Over the test period of January 17, 2012 through December 31, 2012, the PowerDish CHP produced 4315 kilowatt hours (kWh) of electricity (kWhe) and 11,109.7 kWh of thermal energy (kWhth) measured at the engine heat exchanger. The demonstration confirmed that the PowerDish CHP can deliver both electric and thermal energy to a facility from a single solar system. Due to PowerDish CHP forced outages and Infinia control system changes, this measured output was about 22% lower than the predicted output of 5500 kWhe for electricity and about 30% lower than the predicted output of 16,000 kWhth for thermal energy production at the Fort Carson site. In total, the PowerDish CHP provided 54% of the actual electricity and 6% of the actual thermal energy used by the Fort Carson facility.
Very shortly after startup, Infinia identified a potential problem with the high cooling loop temperatures needed for the CHP applications. Infinia ordered the lowering of the cooling loop temperature from the planned 70ΕC to 60ΕC maximum and made control system changes that effectively lowered the output of the system by about 10%. This resulted in lower heat transfer to the building heat loop than planned.
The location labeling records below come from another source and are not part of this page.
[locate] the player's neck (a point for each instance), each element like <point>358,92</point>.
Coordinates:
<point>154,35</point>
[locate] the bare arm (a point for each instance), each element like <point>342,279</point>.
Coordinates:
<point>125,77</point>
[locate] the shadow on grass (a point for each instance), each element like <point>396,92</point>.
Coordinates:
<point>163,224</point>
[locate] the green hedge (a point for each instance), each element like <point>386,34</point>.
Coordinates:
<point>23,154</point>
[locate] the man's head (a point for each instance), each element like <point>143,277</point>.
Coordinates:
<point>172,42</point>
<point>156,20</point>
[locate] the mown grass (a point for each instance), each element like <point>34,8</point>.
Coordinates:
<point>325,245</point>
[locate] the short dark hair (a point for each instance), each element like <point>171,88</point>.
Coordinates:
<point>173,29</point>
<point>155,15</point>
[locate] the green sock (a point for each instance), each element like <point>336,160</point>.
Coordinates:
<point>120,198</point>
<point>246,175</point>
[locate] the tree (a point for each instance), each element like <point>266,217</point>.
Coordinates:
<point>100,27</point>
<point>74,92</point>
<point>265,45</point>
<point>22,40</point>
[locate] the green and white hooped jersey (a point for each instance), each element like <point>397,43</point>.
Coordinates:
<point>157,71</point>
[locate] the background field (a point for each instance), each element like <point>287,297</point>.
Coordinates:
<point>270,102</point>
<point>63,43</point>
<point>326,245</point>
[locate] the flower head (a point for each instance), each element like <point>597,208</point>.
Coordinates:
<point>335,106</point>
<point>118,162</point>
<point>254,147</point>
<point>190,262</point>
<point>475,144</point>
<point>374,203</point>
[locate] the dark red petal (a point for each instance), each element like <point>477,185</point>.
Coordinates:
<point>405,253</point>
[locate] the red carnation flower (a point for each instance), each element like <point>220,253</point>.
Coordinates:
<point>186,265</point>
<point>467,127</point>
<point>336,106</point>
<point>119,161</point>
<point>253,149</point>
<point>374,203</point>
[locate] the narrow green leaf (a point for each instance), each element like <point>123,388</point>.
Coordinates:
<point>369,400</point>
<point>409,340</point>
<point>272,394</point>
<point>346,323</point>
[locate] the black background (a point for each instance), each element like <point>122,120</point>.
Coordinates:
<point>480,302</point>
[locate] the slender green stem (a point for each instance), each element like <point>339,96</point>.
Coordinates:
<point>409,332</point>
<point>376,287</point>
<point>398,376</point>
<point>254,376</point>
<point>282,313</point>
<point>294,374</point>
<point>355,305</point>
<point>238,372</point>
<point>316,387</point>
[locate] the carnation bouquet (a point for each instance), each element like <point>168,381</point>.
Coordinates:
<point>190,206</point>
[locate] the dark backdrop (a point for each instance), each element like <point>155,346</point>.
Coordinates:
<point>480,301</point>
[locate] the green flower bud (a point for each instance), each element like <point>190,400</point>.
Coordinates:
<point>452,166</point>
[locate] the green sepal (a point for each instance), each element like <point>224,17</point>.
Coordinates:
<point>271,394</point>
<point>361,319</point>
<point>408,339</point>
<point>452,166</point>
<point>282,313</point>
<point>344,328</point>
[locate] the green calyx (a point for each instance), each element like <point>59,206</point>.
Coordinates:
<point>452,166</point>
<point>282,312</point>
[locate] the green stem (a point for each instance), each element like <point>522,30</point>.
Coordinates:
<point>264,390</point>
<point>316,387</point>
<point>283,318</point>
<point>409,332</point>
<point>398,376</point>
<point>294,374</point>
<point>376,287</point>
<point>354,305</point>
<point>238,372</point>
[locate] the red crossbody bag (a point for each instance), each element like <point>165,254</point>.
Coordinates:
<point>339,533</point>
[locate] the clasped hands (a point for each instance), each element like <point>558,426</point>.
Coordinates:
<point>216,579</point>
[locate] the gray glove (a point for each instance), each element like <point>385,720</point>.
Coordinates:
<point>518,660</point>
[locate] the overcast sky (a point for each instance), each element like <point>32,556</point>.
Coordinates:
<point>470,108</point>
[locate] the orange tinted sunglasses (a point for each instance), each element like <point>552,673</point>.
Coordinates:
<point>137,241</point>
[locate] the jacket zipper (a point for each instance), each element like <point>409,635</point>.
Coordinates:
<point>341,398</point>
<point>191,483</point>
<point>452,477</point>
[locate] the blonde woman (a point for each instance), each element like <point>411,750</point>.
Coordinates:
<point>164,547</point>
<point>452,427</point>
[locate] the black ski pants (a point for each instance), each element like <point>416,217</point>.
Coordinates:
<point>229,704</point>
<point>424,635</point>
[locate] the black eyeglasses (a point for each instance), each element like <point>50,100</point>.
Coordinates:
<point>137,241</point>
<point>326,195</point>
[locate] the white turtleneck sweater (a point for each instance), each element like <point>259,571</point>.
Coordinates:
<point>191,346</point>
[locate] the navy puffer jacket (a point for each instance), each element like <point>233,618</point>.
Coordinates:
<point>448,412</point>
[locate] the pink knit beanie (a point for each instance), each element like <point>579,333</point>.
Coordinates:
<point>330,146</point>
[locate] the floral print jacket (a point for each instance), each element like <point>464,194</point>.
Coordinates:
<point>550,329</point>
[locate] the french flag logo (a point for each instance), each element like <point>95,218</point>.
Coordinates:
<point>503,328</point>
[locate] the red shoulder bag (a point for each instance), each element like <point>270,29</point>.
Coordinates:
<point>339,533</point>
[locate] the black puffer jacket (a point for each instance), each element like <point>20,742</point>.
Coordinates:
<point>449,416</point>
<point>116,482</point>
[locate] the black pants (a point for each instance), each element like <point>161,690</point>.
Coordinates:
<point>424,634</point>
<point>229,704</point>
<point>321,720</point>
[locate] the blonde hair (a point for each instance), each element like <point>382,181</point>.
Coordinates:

During the first winter months of the demonstration, the heat energy transferred to the building and used for space heating was well below expectations. Infinia redesigned and implemented changes to the building heat loop system before the winter season 2012-2013 which resulted in an approximately 350% improvement in heat delivered for space heating.
Implementation issues encountered in this demonstration project included initial grid interconnection software incompatibility with utility interconnection process, low thermal energy delivery to in-building applications (space heating and water heating), and unexpected PowerDish failures due to design implications from the CHP application.
Some lessons learned for improving the application of the PowerDish CHP technology to future projects include: (1) a low-temperature heat exchanger (more surface area) should be utilized to provide more heat to the building; (2) the solar CHP system should be kept close to the building and point-of-use (POU) applications to minimize losses; (3) thermal heat should be taken directly to the POU applications first and then to storage to maximize the utilization of available thermal energy; and (4) an improved design PowerDish that enables 70ΕC generator cooling loop temperature should be used to improve efficiency of heat transfer to building and POU applications.